Low levels of vitamin D have been implicated in the pathophysiology of hypertension, diabetes, cancer, osteoarthritis, and autoimmune diseases, Dr. Carlin said.
In one of several previous reports about vitamin D depletion in gastric bypass patients from Dr. Carlin and his coinvestigators at Henry Ford Hospital, Detroit, patients had a 60% prevalence of vitamin D depletion before surgery, based on serum concentrations of 20 ng/mL or less of 25-hydroxyvitamin D (Surg. Obes. Relat. Dis. 2006;2:98–103).
When the investigators began supplementing bariatric patients postoperatively with 1,500 mg calcium and 800 IU vitamin D, they saw a 20% rise in mean serum vitamin D levels from 20 to 24 ng/mL; the percentage of their patients with vitamin D depletion dropped from 53% to 44% (Surg. Obes. Relat. Dis. 2006;2:638–42).
During 2005–2006, Dr. Carlin and his colleagues randomized 60 morbidly obese women to either a weekly oral dose of 50,000 IU vitamin D or placebo. All of the patients received daily supplements of 1,500 mg calcium and 800 IU vitamin D.
After 1 year, weekly receipt of 50,000 IU vitamin D raised patients' mean serum vitamin D concentration to 38 ng/mL, which was significantly higher than a mean level of 15 ng/mL in placebo-treated patients. The patients reached the mean of 38 ng/mL after 3 months and it remained steady throughout the rest of the year.

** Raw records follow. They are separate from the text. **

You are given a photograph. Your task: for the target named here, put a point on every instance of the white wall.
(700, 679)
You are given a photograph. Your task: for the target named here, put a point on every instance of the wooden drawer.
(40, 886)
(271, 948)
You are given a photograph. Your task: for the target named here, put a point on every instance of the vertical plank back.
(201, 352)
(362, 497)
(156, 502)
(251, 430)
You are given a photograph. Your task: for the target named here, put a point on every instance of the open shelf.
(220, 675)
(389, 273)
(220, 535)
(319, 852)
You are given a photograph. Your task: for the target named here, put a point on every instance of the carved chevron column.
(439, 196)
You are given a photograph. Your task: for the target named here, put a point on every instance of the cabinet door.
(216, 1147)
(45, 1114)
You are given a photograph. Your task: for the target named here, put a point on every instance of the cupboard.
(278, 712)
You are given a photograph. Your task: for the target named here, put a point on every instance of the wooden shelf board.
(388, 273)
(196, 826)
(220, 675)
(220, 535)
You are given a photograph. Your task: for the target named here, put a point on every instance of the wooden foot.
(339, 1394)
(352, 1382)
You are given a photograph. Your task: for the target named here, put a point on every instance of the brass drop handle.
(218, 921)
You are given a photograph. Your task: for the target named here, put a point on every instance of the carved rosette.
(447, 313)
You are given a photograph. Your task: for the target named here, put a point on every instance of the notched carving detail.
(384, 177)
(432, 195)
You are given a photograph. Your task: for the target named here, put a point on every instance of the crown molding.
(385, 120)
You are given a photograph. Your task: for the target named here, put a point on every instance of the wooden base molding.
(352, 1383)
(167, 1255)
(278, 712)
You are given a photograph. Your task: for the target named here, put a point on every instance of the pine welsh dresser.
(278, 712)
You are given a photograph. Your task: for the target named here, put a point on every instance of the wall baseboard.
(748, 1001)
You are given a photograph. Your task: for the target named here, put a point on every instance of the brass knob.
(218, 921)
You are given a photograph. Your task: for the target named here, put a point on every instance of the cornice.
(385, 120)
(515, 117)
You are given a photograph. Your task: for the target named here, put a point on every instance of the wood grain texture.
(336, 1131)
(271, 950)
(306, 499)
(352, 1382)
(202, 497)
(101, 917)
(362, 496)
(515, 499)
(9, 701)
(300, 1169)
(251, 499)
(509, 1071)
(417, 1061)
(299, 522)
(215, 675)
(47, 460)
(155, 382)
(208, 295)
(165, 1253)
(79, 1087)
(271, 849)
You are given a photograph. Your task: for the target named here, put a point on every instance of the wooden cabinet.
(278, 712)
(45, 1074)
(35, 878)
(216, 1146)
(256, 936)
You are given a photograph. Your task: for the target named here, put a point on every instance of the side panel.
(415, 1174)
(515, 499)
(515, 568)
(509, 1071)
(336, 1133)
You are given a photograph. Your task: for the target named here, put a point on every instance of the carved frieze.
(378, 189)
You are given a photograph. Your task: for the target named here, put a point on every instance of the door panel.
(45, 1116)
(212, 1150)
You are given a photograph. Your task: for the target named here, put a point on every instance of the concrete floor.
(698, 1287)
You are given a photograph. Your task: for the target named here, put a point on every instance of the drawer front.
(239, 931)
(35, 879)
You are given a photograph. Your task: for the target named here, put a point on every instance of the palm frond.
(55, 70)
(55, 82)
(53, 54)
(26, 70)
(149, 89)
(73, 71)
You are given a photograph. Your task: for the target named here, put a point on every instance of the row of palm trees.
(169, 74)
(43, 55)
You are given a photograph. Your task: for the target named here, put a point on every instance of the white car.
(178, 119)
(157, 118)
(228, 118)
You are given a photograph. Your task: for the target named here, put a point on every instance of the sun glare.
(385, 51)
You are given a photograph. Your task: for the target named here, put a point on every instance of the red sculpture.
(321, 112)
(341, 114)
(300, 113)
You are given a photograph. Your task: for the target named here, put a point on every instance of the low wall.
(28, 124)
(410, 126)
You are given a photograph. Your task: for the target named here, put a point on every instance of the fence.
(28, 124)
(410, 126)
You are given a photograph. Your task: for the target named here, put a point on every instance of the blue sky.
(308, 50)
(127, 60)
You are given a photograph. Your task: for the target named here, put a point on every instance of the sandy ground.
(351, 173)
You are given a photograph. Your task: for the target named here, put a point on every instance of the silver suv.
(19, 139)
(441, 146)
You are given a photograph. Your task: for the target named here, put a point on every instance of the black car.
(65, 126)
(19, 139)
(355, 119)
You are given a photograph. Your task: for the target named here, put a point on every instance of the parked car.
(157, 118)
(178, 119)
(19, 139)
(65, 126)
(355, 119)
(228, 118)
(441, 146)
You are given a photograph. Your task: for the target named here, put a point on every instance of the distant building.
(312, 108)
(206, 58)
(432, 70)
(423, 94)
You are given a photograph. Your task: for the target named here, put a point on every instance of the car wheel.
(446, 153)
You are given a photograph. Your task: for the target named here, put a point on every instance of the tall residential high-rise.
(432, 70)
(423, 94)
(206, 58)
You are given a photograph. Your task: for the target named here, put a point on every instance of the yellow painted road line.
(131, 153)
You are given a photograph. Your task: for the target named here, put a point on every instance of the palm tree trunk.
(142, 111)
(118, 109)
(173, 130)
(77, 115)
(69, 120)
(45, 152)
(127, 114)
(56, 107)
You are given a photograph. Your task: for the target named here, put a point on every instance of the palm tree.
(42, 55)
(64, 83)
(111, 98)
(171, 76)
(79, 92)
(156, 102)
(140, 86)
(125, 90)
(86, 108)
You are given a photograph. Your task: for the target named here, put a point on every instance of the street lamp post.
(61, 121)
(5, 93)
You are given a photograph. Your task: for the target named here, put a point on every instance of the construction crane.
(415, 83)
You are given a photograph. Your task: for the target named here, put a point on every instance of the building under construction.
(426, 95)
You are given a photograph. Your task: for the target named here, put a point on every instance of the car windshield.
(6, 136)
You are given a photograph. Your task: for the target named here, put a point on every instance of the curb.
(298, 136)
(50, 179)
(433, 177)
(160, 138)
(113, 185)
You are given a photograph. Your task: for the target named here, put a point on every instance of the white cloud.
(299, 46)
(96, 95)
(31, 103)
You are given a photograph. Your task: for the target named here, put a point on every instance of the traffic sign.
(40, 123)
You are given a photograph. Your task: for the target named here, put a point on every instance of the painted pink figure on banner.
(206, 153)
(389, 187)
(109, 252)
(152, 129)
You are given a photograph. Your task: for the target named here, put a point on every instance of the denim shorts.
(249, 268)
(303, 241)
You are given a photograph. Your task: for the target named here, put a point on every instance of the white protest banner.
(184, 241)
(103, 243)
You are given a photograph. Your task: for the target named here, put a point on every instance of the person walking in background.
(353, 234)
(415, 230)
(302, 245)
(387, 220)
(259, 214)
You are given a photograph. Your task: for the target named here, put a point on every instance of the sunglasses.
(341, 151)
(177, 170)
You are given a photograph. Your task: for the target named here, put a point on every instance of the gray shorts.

Vitamin D depletion remained in significantly fewer of the patients who received the extra weekly dose, compared with those who received placebo (14% vs. 85%, respectively). Noncompliance accounted for continued vitamin D depletion in three patients who were supposed to take 50,000 IU each week.
Secondary hyperparathyroidism continued to occur in about 40% of patients in both groups. Bone turnover markers increased to similar levels in the groups.
After 1 year, patients who were treated weekly with 50,000 IU vitamin D lost significantly less BMD in the hip than did placebo-treated patients (8% vs. 12%, respectively), which suggests that vitamin D “attenuates this bone loss,” said Dr. Carlin, who reported no conflicts of interest.
A significantly greater proportion of hypertensive patients who received extra vitamin D resolved their hypertension than did those who received placebo (75% vs. 32%, respectively).
These results corroborate those from another study in which Dr. Carlin and his associates found that hypertension resolved in a significantly higher percentage of hypertensive patients with adequate vitamin D levels than in those with vitamin D depletion (61% vs. 42%) (Am. J. Surg. 2008;195:349–52).
In addition to giving daily calcium and vitamin D supplements to all gastric bypass patients, Dr. Carlin and his coinvestigators now recommend giving weekly 50,000 IU doses of vitamin D to patients with vitamin D depletion after gastric bypass.
In gastric bypass patients, poor mixing of bile salts at the Roux limb anastomosis leads to malabsorption of fat-soluble vitamins, such as vitamin D. This problem is compounded by the fact that the major site of vitamin D-dependent calcium absorption occurs in the duodenal proximal jejunal bypass. The body compensates for this resulting lack of calcium absorption by elevating levels of parathyroid hormone, which takes calcium from bones, Dr. Carlin said.